Fair Value Gaps (FVGs): Areas of imbalance in the market, potentially leading to price reversals.
Order Blocks: Areas where institutional traders might have entered large positions, potentially serving as support or resistance.
2. Key Features:
Directional Targets & POC Table:
A table is displayed in the top-right corner of the chart, showing:
Direction: Based on whether the price is above or below the POC.
Target ↑: The upper target, calculated using Fibonacci's 0.618 level, which acts as a potential resistance.
POC: The midpoint between the daily high and low, serving as the central level of interest.
Target ↓: The lower target, also calculated using the 0.618 Fibonacci level, which serves as potential support.
The table uses colors to make each level easily distinguishable, with green for bullish targets, red for bearish, and yellow for the POC.
POC Visualization:
The Point of Control (POC) is drawn on the chart as a box that stretches horizontally. It highlights the central price range where the highest volume or interest may have occurred, providing a key level for traders to watch.
The POC can act as a support or resistance area, with price frequently reacting at or near this level.
FVG Detection:
Fair Value Gaps are identified when there’s a price imbalance between two bars. These gaps occur when the high of one bar is lower than the low of a bar two periods earlier, or vice versa.
The script draws lines at the boundaries of these gaps, helping traders spot potential areas where the price may return to fill the gap.
If the price revisits and fills the gap, the FVG lines are automatically deleted, signaling the gap is no longer relevant.
Order Blocks Detection:
Bullish Order Blocks are detected when a strong bullish candle forms, where the close equals the high, and it’s higher than the previous bar’s low. This represents potential institutional buying interest.
Bearish Order Blocks are detected when a strong bearish candle forms, where the close equals the low, and it’s lower than the previous bar’s high, representing potential selling interest.

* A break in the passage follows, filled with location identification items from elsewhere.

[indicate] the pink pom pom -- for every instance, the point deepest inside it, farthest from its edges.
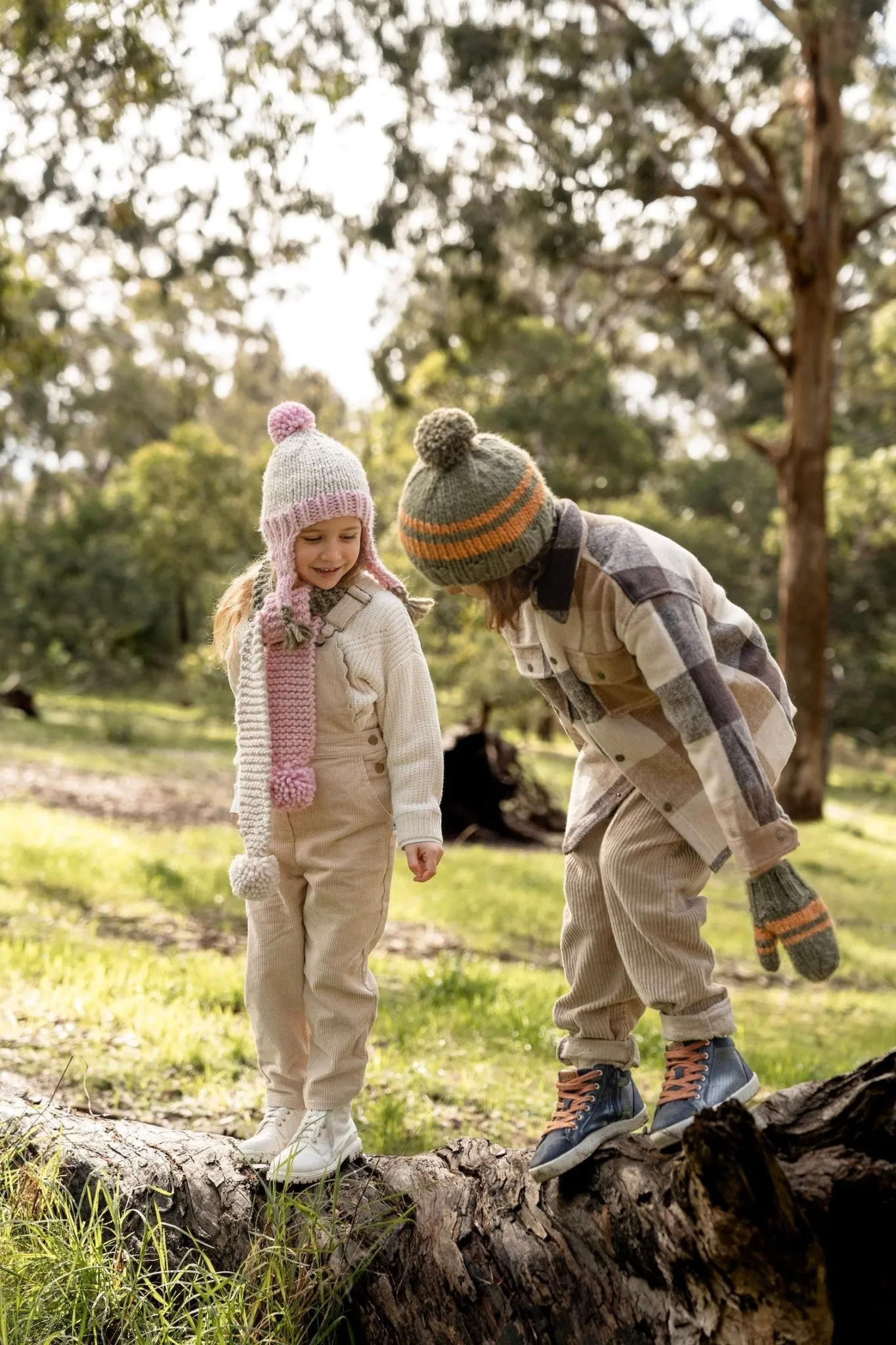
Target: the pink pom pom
(288, 418)
(292, 787)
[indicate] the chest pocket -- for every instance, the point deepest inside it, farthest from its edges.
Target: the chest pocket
(614, 678)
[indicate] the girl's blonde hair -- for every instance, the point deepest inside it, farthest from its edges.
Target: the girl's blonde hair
(236, 603)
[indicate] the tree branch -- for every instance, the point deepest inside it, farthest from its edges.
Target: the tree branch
(870, 305)
(852, 232)
(672, 284)
(773, 454)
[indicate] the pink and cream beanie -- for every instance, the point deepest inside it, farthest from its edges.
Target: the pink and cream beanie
(308, 479)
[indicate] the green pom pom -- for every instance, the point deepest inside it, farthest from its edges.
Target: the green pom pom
(445, 437)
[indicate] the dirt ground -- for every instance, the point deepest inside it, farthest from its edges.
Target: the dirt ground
(132, 798)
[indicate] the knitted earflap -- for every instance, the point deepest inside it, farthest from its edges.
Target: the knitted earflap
(254, 875)
(786, 908)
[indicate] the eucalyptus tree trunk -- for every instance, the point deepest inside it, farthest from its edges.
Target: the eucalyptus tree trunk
(769, 1228)
(815, 261)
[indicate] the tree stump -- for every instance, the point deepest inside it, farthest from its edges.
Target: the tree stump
(773, 1225)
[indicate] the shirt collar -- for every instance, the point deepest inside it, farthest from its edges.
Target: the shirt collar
(554, 590)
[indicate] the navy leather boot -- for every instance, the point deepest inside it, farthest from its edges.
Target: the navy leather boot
(593, 1105)
(699, 1075)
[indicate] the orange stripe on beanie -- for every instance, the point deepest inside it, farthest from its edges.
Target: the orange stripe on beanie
(475, 508)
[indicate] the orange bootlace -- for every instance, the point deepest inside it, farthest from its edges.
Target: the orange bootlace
(689, 1057)
(574, 1095)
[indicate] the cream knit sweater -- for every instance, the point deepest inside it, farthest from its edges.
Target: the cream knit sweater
(389, 686)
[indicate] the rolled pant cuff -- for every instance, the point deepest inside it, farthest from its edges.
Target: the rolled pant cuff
(591, 1051)
(285, 1099)
(717, 1021)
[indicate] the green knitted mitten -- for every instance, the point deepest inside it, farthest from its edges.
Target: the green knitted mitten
(784, 907)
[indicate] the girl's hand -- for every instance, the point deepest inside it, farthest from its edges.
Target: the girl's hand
(423, 858)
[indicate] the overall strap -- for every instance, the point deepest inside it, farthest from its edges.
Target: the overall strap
(354, 602)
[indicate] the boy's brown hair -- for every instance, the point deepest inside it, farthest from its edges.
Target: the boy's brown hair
(504, 598)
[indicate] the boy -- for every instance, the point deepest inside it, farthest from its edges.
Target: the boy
(683, 724)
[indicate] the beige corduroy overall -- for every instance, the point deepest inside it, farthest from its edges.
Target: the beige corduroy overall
(310, 996)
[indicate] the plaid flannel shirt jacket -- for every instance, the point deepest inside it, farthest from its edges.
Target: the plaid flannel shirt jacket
(664, 685)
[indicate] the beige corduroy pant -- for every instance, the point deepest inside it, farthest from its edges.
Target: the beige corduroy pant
(310, 996)
(631, 938)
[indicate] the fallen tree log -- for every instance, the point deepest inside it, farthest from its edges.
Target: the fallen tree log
(773, 1225)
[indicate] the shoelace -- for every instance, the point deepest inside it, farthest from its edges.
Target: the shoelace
(310, 1128)
(574, 1097)
(687, 1066)
(274, 1114)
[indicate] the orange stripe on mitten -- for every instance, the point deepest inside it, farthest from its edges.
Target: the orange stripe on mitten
(786, 908)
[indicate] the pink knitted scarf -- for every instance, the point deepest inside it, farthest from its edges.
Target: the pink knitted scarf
(289, 630)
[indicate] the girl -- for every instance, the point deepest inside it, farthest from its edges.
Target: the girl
(337, 757)
(683, 724)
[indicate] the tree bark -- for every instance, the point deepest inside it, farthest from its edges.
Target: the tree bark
(828, 46)
(769, 1228)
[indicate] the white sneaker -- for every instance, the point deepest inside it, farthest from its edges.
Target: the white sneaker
(278, 1126)
(324, 1141)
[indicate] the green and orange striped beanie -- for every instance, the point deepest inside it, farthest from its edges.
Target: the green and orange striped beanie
(475, 508)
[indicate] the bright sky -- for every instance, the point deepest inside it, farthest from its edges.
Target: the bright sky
(337, 314)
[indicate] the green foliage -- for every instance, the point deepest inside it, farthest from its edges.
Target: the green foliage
(102, 581)
(194, 503)
(547, 390)
(89, 1273)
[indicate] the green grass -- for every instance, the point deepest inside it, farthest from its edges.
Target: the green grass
(121, 956)
(88, 1274)
(120, 736)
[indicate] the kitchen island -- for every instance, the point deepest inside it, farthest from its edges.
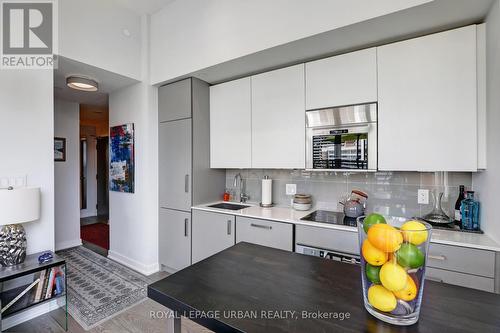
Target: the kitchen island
(251, 288)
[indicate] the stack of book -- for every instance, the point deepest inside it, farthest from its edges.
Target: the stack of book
(50, 284)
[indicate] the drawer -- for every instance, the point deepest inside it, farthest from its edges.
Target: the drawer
(460, 279)
(330, 239)
(461, 259)
(264, 232)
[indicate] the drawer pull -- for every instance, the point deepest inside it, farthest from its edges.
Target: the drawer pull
(434, 279)
(268, 227)
(439, 257)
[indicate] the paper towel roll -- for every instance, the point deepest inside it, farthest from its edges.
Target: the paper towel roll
(267, 191)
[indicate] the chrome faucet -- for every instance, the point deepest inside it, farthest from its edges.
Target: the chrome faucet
(239, 183)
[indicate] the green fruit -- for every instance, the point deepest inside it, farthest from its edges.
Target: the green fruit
(372, 273)
(409, 256)
(372, 219)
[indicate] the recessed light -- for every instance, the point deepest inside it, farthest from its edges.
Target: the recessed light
(81, 83)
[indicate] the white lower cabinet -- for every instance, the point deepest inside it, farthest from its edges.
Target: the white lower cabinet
(264, 232)
(471, 268)
(174, 239)
(212, 233)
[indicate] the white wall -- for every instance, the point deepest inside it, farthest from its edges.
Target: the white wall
(486, 182)
(133, 217)
(91, 32)
(190, 35)
(26, 143)
(89, 132)
(67, 176)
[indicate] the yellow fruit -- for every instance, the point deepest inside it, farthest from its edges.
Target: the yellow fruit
(385, 237)
(372, 255)
(381, 298)
(393, 276)
(414, 232)
(409, 292)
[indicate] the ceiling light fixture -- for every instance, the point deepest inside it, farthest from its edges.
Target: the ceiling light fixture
(81, 83)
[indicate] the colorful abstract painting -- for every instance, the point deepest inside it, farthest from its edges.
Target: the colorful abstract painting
(121, 173)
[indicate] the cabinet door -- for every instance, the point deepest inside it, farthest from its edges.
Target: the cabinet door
(263, 232)
(278, 119)
(231, 124)
(342, 80)
(427, 113)
(174, 101)
(175, 164)
(174, 239)
(212, 233)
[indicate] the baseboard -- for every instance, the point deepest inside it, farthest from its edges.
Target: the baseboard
(28, 314)
(68, 244)
(133, 264)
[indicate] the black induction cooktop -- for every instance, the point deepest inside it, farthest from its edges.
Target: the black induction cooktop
(326, 216)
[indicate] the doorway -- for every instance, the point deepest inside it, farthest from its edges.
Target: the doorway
(94, 185)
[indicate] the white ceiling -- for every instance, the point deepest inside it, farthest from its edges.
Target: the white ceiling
(144, 6)
(108, 82)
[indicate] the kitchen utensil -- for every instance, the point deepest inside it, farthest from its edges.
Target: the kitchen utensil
(355, 204)
(302, 202)
(437, 215)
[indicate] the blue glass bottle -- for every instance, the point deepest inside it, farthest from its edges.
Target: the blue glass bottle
(470, 212)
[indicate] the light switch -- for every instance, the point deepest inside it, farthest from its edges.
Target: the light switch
(423, 197)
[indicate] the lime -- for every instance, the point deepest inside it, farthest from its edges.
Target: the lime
(409, 256)
(372, 219)
(372, 273)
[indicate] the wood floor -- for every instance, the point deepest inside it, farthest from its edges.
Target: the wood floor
(137, 319)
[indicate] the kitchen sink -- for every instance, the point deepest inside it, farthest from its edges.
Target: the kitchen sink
(228, 206)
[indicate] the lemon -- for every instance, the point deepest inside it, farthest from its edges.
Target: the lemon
(414, 232)
(373, 255)
(409, 292)
(393, 276)
(385, 237)
(381, 298)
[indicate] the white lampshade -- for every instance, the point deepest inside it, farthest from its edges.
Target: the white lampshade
(19, 205)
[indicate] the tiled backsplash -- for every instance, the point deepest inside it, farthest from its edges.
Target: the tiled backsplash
(390, 193)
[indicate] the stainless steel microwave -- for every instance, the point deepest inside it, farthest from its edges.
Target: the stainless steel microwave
(342, 138)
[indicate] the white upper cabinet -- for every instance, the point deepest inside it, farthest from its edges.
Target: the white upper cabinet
(342, 80)
(231, 124)
(427, 111)
(278, 119)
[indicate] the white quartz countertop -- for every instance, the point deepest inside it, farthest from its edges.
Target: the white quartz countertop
(289, 215)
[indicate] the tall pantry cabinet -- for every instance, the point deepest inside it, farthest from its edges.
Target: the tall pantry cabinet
(185, 177)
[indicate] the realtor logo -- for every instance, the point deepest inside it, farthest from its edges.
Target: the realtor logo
(28, 34)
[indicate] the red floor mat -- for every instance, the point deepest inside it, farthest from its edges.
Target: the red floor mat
(97, 234)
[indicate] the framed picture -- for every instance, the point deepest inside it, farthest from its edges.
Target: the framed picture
(121, 173)
(60, 149)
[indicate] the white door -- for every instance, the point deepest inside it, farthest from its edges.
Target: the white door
(346, 79)
(212, 233)
(278, 119)
(231, 124)
(174, 239)
(427, 112)
(263, 232)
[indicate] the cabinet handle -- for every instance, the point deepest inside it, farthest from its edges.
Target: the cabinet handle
(434, 279)
(186, 183)
(268, 227)
(438, 257)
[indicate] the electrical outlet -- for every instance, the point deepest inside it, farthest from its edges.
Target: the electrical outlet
(423, 197)
(291, 189)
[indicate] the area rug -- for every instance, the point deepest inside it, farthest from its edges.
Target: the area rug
(99, 288)
(97, 233)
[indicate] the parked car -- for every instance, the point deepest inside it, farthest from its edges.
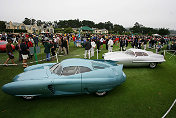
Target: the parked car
(3, 46)
(71, 76)
(135, 57)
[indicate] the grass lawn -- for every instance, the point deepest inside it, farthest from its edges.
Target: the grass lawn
(147, 93)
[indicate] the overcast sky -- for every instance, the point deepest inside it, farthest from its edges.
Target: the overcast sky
(150, 13)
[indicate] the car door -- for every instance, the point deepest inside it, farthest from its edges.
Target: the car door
(140, 59)
(69, 82)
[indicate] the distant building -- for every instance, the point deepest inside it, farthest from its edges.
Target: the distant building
(30, 28)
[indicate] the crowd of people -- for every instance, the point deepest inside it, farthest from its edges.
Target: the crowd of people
(59, 43)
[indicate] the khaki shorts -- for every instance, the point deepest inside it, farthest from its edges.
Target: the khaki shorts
(24, 56)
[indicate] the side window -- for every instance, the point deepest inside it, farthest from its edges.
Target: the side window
(58, 70)
(97, 65)
(71, 70)
(139, 53)
(84, 69)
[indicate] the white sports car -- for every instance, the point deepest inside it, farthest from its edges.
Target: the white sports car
(135, 57)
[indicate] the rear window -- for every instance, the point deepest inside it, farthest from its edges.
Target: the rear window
(97, 65)
(83, 69)
(71, 70)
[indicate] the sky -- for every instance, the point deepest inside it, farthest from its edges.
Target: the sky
(150, 13)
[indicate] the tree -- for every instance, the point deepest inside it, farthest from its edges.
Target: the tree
(2, 26)
(118, 29)
(27, 21)
(39, 23)
(163, 31)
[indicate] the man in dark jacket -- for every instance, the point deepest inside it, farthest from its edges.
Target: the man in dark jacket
(9, 52)
(87, 49)
(47, 46)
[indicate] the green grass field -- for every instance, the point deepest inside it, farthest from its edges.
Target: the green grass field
(147, 93)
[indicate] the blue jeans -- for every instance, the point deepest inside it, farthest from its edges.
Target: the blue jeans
(47, 56)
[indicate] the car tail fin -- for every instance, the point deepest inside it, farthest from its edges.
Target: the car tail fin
(113, 63)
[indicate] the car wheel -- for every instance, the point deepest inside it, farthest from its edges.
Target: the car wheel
(28, 97)
(101, 93)
(152, 65)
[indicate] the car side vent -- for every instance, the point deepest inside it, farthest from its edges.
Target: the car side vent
(51, 88)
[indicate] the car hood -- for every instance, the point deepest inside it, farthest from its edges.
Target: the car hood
(38, 74)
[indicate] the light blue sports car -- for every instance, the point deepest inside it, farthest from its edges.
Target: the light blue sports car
(71, 76)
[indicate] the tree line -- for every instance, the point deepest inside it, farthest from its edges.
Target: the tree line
(112, 28)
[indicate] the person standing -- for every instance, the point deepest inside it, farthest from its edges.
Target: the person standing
(47, 46)
(93, 45)
(65, 45)
(110, 45)
(17, 47)
(24, 52)
(87, 49)
(9, 52)
(36, 40)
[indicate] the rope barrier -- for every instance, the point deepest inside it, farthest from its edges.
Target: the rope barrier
(169, 109)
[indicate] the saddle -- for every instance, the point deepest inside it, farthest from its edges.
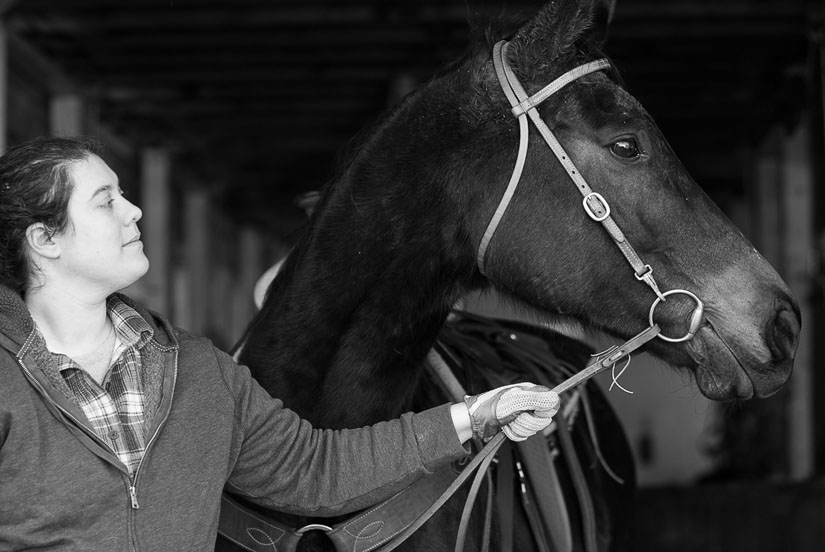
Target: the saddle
(482, 353)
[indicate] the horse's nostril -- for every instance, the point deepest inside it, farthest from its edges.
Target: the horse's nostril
(784, 335)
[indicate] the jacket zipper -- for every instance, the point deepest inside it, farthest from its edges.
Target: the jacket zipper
(133, 486)
(133, 480)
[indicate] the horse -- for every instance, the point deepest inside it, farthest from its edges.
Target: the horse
(425, 210)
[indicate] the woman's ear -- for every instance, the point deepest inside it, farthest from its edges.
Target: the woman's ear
(41, 241)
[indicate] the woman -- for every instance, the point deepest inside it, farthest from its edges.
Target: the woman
(119, 431)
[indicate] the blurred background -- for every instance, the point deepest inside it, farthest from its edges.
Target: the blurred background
(218, 114)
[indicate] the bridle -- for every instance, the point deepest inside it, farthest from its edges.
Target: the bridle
(598, 209)
(595, 205)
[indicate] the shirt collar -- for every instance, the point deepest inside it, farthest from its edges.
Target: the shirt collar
(132, 330)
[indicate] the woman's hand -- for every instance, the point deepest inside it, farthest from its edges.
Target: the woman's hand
(520, 410)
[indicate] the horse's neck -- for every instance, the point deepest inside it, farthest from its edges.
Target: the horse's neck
(342, 342)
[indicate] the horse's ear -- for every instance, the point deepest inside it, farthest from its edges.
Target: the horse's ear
(563, 27)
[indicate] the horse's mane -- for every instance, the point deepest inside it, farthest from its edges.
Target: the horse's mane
(484, 32)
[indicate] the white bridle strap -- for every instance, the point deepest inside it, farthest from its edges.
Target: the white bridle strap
(594, 204)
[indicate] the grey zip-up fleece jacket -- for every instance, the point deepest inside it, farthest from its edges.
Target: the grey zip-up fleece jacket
(61, 488)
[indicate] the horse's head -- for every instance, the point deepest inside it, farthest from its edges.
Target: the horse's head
(548, 252)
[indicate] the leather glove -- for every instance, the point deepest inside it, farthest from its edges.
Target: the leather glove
(520, 410)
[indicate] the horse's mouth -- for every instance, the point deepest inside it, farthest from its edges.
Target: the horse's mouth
(719, 373)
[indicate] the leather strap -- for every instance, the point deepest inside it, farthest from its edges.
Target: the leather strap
(586, 507)
(541, 472)
(504, 493)
(253, 532)
(381, 524)
(594, 204)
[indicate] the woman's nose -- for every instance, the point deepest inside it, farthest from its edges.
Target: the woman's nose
(134, 213)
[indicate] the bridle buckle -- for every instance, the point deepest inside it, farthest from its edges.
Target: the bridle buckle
(601, 205)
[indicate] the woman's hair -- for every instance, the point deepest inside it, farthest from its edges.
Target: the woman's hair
(35, 187)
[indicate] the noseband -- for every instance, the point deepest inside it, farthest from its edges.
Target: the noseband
(595, 205)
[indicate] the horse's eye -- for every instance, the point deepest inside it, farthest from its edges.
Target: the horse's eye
(626, 148)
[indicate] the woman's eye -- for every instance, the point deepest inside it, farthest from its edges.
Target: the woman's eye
(626, 148)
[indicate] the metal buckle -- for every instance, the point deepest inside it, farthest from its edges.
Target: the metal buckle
(314, 527)
(695, 318)
(600, 199)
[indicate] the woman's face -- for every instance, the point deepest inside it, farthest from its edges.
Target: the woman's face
(100, 246)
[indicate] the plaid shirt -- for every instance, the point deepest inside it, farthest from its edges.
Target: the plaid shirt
(116, 408)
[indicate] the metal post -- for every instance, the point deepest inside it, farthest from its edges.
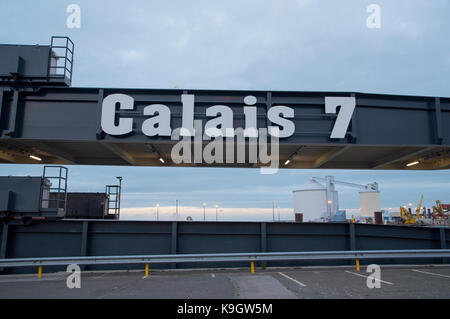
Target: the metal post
(120, 194)
(263, 242)
(352, 240)
(4, 242)
(84, 238)
(173, 244)
(273, 210)
(443, 241)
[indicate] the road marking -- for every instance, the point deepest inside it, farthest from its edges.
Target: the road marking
(296, 281)
(430, 273)
(354, 273)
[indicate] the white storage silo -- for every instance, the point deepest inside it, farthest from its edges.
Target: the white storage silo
(369, 203)
(311, 200)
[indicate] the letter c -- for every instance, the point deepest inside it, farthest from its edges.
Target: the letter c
(125, 125)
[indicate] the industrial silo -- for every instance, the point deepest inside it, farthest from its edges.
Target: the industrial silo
(311, 200)
(369, 203)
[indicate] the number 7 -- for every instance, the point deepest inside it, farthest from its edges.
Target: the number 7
(347, 105)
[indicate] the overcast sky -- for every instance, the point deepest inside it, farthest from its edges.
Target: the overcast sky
(278, 45)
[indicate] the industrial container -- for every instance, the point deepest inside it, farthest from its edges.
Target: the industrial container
(86, 205)
(311, 200)
(369, 203)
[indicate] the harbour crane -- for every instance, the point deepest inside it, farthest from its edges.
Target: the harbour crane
(330, 183)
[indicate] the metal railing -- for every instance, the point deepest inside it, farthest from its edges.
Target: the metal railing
(61, 48)
(226, 257)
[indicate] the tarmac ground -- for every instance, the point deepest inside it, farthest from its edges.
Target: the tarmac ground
(395, 282)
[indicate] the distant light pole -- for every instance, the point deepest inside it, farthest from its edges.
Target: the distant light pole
(120, 193)
(273, 210)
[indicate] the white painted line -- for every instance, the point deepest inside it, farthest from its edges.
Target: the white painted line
(296, 281)
(430, 273)
(383, 281)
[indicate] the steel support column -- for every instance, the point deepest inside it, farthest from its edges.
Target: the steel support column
(352, 239)
(173, 242)
(443, 241)
(4, 244)
(84, 239)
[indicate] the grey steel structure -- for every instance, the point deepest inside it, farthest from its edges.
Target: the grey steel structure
(71, 238)
(41, 115)
(246, 257)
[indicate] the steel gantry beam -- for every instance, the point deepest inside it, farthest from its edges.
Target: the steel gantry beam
(67, 124)
(230, 257)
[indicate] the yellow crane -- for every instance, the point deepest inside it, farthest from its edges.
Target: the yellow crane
(438, 210)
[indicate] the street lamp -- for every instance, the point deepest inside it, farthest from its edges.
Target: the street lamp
(120, 193)
(273, 210)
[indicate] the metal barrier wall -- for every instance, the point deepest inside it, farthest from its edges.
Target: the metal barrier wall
(113, 238)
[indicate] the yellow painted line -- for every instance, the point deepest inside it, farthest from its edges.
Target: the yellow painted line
(383, 281)
(290, 278)
(430, 273)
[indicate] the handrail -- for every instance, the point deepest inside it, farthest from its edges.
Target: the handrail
(224, 257)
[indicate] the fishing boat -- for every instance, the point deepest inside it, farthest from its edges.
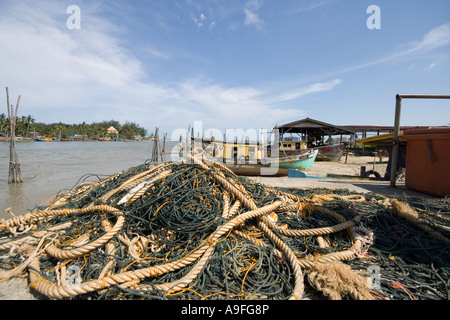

The order blocks are drawn as rectangles on the chart, marking significant price zones that may act as future support (bullish) or resistance (bearish).
3. Direction Determination:
The script calculates the daily high, low, and mid-point (POC). If the current price is above the POC, the market is deemed bullish; if it’s below, the market is bearish. If it’s near the POC, the market is considered neutral.
This directional bias is then displayed in the table, giving traders an easy way to assess whether they should be looking for long or short opportunities.
4. Use Case:
This script is particularly useful for traders who:
Want to identify key levels like the POC and potential price targets based on Fibonacci retracement.
Follow Smart Money Concepts (SMC) and need tools to detect FVGs and order blocks, which can signal areas of market imbalance or institutional involvement.
Need a simple visual aid to determine market direction and structure, helping them make informed trading decisions.
5. Additional Features:
The script is highly visual, providing both numeric information in a table and plotted elements (lines, boxes) directly on the chart.
The automatic detection and clearing of FVGs and order blocks make this tool dynamic and easy to follow.
The script helps identify areas where price might react, giving traders a roadmap to follow for potential entries, exits, or take-profit levels.
This indicator is designed for traders looking to incorporate both conventional and advanced concepts like Fibonacci targets, POC, and SMC principles (FVGs and Order Blocks) into their strategy.